Miranda Fricker Presidential Professor of Philosophy, City University of New York

Talk Title: Epistemic Equality as a Condition of Well-Functioning Blame
Thursday, March 8, 5:00 p.m.
Location: Hillel Multipurpose Room

Miranda Fricker is Presidential Professor of Philosophy at the City University of New York Graduate Center and a Research Professor at the University of Sheffield. Her main areas of interest are in ethics, social epistemology, and feminist philosophy, with occasional forays into political philosophy. She completed her doctoral work at the University of Oxford (DPhil, 1996), then moved to the University of London for a Jacobsen Research Fellowship, which was followed by a British Academy Postdoctoral Fellowship. From 2000 to 2012, she taught in the Philosophy Department at Birkbeck, University of London; she served as Head of Department from 2011 to 2012, leaving to take up a Chair at the University of Sheffield.

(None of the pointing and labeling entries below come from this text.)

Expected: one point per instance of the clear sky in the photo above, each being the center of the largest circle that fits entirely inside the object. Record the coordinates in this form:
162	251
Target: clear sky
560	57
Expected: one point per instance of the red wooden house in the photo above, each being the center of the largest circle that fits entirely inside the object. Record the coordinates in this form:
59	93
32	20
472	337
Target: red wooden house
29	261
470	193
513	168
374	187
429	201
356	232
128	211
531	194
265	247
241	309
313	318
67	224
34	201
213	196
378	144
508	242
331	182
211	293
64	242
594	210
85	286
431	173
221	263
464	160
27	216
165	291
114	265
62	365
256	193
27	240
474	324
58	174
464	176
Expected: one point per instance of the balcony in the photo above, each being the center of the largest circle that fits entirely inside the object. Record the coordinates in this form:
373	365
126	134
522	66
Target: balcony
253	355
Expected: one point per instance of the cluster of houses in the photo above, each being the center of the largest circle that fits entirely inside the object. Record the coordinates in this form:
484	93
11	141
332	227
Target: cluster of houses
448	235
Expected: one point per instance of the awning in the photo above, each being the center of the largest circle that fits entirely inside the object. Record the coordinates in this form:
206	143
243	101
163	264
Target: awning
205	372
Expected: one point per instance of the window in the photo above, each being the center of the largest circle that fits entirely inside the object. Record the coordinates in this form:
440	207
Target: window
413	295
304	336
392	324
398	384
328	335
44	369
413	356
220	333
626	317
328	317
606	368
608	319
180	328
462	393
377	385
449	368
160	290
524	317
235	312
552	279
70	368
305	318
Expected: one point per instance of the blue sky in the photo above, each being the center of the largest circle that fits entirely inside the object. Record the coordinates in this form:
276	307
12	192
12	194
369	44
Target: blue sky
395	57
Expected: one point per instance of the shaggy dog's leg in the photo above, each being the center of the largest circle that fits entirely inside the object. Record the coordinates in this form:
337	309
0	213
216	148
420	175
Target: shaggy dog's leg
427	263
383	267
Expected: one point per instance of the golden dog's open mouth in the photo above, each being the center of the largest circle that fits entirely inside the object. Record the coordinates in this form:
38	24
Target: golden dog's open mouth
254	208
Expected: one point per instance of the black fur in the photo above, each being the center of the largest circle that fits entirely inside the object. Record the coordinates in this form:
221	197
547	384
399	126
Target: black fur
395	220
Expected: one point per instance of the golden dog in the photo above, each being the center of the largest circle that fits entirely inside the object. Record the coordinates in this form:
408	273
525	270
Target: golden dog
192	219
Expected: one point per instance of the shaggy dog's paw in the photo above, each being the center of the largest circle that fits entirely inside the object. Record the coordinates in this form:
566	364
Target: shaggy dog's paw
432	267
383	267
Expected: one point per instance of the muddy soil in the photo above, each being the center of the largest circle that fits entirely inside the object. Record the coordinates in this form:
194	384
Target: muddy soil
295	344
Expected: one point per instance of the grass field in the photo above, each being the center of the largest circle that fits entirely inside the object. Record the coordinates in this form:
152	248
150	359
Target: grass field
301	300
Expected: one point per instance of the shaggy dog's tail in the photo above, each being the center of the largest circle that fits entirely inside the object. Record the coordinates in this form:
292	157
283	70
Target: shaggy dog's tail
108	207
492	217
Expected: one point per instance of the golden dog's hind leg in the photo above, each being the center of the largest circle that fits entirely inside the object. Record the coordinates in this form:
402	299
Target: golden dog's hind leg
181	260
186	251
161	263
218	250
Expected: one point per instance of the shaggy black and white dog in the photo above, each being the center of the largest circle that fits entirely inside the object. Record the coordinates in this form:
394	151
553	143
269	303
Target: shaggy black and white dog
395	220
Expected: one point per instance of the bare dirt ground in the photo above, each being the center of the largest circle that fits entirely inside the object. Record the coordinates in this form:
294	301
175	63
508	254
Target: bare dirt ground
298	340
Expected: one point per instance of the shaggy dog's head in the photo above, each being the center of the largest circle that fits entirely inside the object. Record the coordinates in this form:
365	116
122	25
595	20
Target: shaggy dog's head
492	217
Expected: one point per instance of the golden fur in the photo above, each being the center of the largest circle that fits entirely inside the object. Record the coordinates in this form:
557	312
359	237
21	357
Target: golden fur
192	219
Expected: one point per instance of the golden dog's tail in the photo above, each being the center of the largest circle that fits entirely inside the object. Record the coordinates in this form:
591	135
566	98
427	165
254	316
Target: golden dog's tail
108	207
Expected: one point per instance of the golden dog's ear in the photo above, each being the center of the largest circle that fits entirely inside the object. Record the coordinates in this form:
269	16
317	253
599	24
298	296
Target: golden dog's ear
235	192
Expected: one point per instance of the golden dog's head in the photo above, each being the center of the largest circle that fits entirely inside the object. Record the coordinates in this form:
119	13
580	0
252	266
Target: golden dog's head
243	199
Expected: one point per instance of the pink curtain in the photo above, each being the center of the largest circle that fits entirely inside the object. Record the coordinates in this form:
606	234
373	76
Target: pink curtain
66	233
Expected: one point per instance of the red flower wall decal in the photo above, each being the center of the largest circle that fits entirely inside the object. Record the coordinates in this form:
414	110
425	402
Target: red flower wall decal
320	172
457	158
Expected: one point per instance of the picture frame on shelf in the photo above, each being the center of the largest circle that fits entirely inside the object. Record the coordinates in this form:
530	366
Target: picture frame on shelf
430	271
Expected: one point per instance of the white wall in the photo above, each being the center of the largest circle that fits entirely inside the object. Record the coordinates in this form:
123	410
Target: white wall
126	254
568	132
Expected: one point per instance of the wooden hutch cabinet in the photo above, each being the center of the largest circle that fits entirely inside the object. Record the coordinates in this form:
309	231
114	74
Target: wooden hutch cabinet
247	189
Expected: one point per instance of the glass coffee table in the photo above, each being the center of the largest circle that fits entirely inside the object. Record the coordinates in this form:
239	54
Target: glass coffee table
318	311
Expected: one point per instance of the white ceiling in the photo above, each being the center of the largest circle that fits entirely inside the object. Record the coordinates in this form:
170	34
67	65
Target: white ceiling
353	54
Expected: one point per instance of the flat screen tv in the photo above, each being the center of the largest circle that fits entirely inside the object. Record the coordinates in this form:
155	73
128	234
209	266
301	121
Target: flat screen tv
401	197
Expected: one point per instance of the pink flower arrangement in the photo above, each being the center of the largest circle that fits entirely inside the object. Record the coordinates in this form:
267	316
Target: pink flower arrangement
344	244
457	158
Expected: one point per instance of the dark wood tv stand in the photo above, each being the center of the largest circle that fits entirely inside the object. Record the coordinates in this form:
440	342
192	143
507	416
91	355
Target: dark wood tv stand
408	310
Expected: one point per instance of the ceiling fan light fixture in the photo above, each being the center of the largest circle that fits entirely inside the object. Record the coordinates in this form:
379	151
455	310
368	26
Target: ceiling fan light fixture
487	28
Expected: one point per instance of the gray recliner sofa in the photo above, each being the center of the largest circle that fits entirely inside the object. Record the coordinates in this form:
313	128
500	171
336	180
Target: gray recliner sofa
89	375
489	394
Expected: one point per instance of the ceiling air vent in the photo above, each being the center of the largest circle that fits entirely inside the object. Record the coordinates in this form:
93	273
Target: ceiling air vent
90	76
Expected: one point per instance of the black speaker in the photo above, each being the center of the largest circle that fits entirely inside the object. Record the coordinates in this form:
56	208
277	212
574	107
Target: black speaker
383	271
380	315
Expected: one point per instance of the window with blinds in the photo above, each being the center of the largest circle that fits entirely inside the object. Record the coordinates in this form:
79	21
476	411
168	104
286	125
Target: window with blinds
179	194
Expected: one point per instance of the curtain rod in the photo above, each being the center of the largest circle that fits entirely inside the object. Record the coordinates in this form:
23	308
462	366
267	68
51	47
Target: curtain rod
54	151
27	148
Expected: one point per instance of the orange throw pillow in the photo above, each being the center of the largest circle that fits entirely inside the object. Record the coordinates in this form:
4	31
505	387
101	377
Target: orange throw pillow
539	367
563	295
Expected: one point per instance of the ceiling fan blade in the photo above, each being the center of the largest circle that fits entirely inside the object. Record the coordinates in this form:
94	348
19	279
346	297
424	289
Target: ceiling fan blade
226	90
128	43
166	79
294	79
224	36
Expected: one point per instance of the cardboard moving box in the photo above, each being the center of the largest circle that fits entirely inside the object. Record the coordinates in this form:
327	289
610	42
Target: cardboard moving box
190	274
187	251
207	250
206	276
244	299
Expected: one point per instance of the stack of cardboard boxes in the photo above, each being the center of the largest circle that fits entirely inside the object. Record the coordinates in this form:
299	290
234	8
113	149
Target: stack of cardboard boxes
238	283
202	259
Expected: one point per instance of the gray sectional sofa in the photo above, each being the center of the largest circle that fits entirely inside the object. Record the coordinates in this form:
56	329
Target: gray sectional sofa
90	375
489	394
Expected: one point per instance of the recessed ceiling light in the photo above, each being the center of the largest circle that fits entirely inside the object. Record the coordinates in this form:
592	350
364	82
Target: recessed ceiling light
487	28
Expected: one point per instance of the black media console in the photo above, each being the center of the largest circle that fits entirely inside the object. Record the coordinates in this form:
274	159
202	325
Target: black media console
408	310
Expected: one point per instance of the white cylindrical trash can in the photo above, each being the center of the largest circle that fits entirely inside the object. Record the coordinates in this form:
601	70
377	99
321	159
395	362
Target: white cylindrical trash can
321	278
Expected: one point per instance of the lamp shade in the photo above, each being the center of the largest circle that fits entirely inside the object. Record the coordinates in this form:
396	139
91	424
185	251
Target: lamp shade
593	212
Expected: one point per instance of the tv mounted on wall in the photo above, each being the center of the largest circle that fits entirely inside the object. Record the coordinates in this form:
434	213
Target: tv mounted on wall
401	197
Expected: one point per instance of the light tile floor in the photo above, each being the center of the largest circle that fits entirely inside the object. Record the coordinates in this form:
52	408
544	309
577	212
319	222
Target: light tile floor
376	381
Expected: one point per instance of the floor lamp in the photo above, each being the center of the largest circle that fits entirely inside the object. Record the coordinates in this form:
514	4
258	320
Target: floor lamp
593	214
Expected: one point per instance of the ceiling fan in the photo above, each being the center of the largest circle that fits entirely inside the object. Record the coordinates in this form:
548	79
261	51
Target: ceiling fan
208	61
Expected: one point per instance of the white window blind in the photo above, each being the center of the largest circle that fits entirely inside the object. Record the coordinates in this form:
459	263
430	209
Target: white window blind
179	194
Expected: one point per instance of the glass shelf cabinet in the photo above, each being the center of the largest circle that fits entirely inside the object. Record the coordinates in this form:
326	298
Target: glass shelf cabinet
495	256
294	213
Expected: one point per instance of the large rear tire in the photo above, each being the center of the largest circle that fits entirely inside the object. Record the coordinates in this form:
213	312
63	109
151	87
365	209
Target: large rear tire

Professor Fricker's publications include The Epistemic Life of Groups: Essays in the Epistemology of Collectives (coeditor, 2016); Applied Epistemology, special issue of the Journal of Applied Philosophy (coeditor, 2016), Reading Ethics, (coauthor and editor, 2009), Epistemic Injustice: Power and the Ethics of Knowing (2007), and the Cambridge Companion to Feminism in Philosophy, (coeditor, 2000). In 2014, she was awarded a Leverhulme Major Research Fellowship to work on a book in moral philosophy, on blame and forgiveness.

Professor Fricker served as Director of the Mind Association from 2010 to 2015 and was recently appointed to the position of moral philosopher on the Spoliation Advisory Panel, a U.K. government panel that resolves claims from families that lost property during the Nazi era. She is also an associate editor of the Journal of the American Philosophical Association.